Love your child, without any conditions

It is very important to let your adult child know how much you love him or her, even when that child is in a state of rebellion. Our children need to know that their parents' home is a safe place for them to come to when they are hurting. (This does not mean that you should enable harmful behavior, such as giving your children money if they have a history of alcohol or drug abuse.) You may need to set boundaries to prevent your child from repeating undesirable behaviors, but do all you can to keep the lines of communication open.

Scorn the shame, and don’t keep the problem to yourself. 

Many Christian parents feel a false sense of shame when their child forsakes Christianity. They blame themselves, thinking they must have done something wrong.

It’s human nature to hide the problem from others because you don’t want anyone to know that you are, in your view, bad parents. You cannot think this way. Even if you have done something to alienate your child or children, they still make the choice to walk away from the Lord. “The person who sins will die. A son will not be punished for his father’s sins, and a father will not be punished for his son’s sins. The righteousness of the righteous person will be his own, and the wickedness of the wicked person will be his own” (Ezekiel 18:20).

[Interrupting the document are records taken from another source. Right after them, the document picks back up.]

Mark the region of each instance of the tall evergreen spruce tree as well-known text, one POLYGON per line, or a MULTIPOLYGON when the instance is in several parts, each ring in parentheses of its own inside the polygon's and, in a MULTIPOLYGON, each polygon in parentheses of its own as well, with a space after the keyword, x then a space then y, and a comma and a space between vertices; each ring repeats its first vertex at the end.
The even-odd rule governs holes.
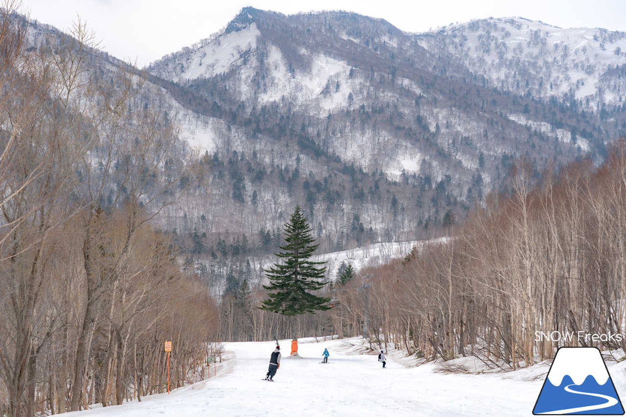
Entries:
POLYGON ((315 242, 311 229, 300 206, 285 224, 285 241, 287 244, 280 248, 284 252, 274 254, 284 260, 282 264, 274 264, 269 269, 264 269, 271 282, 263 287, 270 291, 269 298, 259 308, 292 316, 316 311, 328 310, 330 298, 317 297, 308 292, 319 290, 326 282, 324 279, 326 267, 317 267, 326 262, 316 262, 309 259, 319 246, 311 244, 315 242))

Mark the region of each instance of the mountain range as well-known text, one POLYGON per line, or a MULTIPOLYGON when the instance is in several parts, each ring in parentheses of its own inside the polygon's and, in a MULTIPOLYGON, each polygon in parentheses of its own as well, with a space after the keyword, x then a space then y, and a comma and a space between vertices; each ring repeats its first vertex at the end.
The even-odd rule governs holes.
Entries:
POLYGON ((275 250, 297 204, 322 252, 438 233, 506 192, 516 158, 536 178, 602 161, 626 132, 625 61, 626 33, 603 29, 490 18, 409 33, 244 8, 145 68, 205 170, 162 227, 195 262, 275 250))

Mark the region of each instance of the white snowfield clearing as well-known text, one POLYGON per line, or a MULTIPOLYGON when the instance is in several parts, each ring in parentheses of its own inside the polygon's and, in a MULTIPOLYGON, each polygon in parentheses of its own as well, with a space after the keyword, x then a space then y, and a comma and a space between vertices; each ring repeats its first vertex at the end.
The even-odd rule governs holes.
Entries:
MULTIPOLYGON (((404 358, 400 351, 390 350, 387 368, 382 369, 376 351, 358 353, 362 351, 354 344, 361 344, 361 338, 317 341, 300 339, 300 358, 289 356, 290 341, 280 341, 283 357, 275 382, 263 380, 275 342, 227 343, 226 360, 217 364, 217 376, 212 365, 208 380, 170 394, 143 397, 140 403, 135 400, 66 415, 531 416, 549 366, 542 363, 515 372, 444 374, 434 372, 438 364, 413 366, 415 359, 404 358), (321 363, 325 348, 331 354, 327 364, 321 363)), ((480 363, 474 358, 456 361, 464 361, 468 367, 480 363)), ((625 363, 609 366, 618 394, 626 391, 626 378, 622 376, 625 363)))

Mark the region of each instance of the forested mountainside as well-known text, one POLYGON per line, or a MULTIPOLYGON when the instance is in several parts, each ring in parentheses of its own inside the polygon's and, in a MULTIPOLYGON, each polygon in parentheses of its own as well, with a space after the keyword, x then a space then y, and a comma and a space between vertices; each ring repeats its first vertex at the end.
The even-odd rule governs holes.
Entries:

Parents may also fear that fellow church members will gossip among themselves and pass judgment on them, certain that they set poor examples for their children, causing them to fall away from the faith. These reactions are understandable, but unhelpful from any perspective. Don’t let pride keep you from sharing your pain with other Christians.

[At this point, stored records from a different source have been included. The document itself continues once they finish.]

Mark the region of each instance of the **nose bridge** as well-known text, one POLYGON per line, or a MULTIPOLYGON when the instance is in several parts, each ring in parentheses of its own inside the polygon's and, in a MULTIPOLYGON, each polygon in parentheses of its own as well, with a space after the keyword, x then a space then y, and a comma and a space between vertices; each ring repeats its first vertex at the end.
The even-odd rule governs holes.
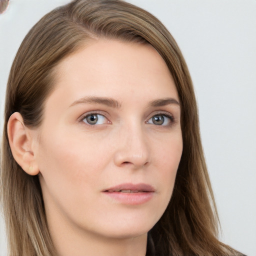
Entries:
POLYGON ((145 166, 150 158, 150 148, 143 127, 138 124, 130 124, 120 128, 119 142, 114 156, 118 166, 130 164, 134 168, 145 166))

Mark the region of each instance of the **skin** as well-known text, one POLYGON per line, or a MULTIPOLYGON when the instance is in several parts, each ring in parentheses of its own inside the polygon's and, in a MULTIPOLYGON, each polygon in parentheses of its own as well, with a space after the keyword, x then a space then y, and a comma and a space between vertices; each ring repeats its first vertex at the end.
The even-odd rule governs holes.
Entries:
POLYGON ((18 113, 8 125, 12 150, 23 147, 18 162, 40 174, 57 252, 145 255, 147 232, 170 200, 182 150, 179 98, 168 67, 149 44, 100 40, 66 58, 57 73, 40 127, 26 128, 18 113), (114 106, 96 102, 100 97, 114 106), (92 112, 95 124, 86 118, 92 112), (158 115, 163 124, 153 122, 158 115), (127 182, 150 184, 152 197, 132 205, 103 192, 127 182))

God certainly values honest, humble, private prayer from any individual in any situation. But, when a child walks away from the Lord, the parents’ pain is uniquely difficult, even crushing. Moms and dads face a Herculean battle, so it’s important to bring out the heavy artillery required for a spiritual battle.

Before engaging in spiritual combat, you’ll need some unique armor (see Ephesians 6:10-18) and a army of fellow believers. Inform your pastor and seek his help in praying together for your child. Form a “prodigal ministry,” a small group comprised of others fighting for their children’s souls. Pray for and with one another, encourage your group, and hold on to your hope. Remember that “…hope does not put us to shame, because God’s love has been poured into our hearts through the Holy Spirit who has been given to us” (Romans 5:5). Be prepared to fight indefinitely; spiritual battles can last a lifetime. Strive to trust the Lord to answer your prayer on His own timetable. Be aware that when your prayers are answered, it may happen in ways you don’t expect (see Isaiah 55:8).

Make use of the opportunity to engage in corporate prayer. 

The body of Christ is already assembled during worship, and each member is very important (1 Corinthians 12:12-27). When the prayers of the church are said, include a specific one for prodigal relatives.

Acknowledge your own pain and the emotions that accompany it (griefhurt, resentment, frustration, or anger)

Expect to experience a wide range of emotions at this time. Do not allow negative thoughts to take root in your heart, and do not blame God for the fallenness of this world. We all inherited a sin nature when Adam and Eve disobeyed the Lord in the Garden of Eden (Romans 5:12), so we will repeatedly fall short of God’s glorious standard (Romans 3:23).

Consult the Lord in private, meet with fellow believers in your small groups, and collaborate with other Christian parents going through this same trial. Share what you’ve learned along the way with one another, and lift one another up in prayer, often.

If possible, try to have an honest conversation with your child. 

In some families, the estrangement is so severe that the son or daughter will not communicate with the parent(s) at all. A friend of mine has not heard from her two adult sons for over five years, and she is in agony over it. Consequently, it will likely be harder and take longer for such children to reclaim their faith. Be aware that resentment towards one's parents is often one of the biggest obstacles to reconciliation.

May the God of hope fill you with all joy and peace as you trust in him, so that you may overflow with hope by the power of the Holy Spirit” (Romans 15:13).